I am trying to solve for $x$ in $Ax = B$ in matlab as well as attempting to understand the actual process behind solving a linear equation of said form. My vectors are A and B and they look like this
$ A = \left[\begin{matrix} 0 & -1 & 1 \\ 3 & 17 & -11 \\ 3 & 17 & -11 \\ 1 & 7 & -5 \end{matrix} \right] $
$ B = \left[\begin{matrix} -1 \\ 16 \\ 17 \\ 7 \end{matrix} \right] $
Now my reasoning is that $A$ is a matrix of size $4x3$ and $B$ is of form $4x1$, then $x$ must be of form $3x1$ because $A$ can only be multiplied with a vector with four rows and $B$ has only one column. The equation turns plays out like this $$ Ax = \left[\begin{matrix} 0 & -1 & 1 \\ 3 & 17 & -11 \\ 3 & 17 & -11 \\ 1 & 7 & -5 \end{matrix} \right] \times \left[\begin{matrix}x \\ y \\ z\end{matrix} \right] = \left[\begin{matrix}-y + z \\ 3x +17y -11z \\ 3x + 17y -11z \\ x + 7y -5z \end{matrix} \right] = \left[\begin{matrix} -1 \\ 16 \\ 17 \\ 7 \end{matrix} \right] $$
that means that we have four equations and three unknowns. Equation two and three contradict each other (resulting in 0 = 1 from equation 3 when -1*equation 2 + equation 3). Therefore the equation is unsolvable.

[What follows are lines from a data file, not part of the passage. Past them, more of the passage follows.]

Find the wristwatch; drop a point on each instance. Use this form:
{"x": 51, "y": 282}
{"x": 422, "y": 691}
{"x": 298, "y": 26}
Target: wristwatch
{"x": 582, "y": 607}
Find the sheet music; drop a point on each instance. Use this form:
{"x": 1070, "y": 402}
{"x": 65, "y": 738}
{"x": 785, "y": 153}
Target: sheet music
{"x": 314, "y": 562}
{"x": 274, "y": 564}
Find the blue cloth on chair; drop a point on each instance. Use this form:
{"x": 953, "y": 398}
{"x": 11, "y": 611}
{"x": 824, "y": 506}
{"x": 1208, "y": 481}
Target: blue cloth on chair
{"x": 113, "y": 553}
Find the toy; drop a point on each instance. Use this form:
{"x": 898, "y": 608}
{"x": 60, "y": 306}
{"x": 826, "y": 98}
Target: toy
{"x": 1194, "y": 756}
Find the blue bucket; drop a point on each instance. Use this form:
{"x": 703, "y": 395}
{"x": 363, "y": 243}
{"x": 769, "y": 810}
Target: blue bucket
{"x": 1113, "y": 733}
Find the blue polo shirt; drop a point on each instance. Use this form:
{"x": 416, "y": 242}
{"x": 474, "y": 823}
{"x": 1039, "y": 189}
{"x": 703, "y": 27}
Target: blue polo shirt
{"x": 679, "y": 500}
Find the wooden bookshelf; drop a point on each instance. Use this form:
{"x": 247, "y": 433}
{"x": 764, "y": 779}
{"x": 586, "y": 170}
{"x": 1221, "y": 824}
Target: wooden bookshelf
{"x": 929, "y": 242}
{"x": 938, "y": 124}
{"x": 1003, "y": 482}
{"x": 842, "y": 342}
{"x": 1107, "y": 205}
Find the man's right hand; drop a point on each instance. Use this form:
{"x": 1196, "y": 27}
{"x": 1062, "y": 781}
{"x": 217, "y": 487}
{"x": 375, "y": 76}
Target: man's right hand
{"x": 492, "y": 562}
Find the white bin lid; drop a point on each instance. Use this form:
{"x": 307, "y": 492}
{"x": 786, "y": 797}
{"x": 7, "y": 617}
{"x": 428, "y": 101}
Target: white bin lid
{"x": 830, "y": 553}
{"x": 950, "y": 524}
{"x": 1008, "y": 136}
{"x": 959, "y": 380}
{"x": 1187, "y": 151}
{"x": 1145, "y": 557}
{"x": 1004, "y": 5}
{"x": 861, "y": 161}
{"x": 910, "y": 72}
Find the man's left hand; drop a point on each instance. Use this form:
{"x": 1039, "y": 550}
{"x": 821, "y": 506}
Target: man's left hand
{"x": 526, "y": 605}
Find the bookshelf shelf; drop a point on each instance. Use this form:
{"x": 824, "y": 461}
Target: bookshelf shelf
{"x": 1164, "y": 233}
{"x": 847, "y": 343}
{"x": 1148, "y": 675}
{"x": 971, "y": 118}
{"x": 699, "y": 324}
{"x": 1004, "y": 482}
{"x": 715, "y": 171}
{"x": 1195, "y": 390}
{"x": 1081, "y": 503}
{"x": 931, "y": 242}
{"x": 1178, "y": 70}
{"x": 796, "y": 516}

$$ -y + z = -1 \\ 3x +17y -11z = 16\\ 3x +17y -11z = 17\\ x + 7y -5z = 7\\ $$
Matlab, however says that B\A = x, and $$x = 0.1782, 1.026, -0.6706$$ I got this way of solving the equation from mathworks. Where am I going wrong? Is the equation $Ax = B$ in my case solvable?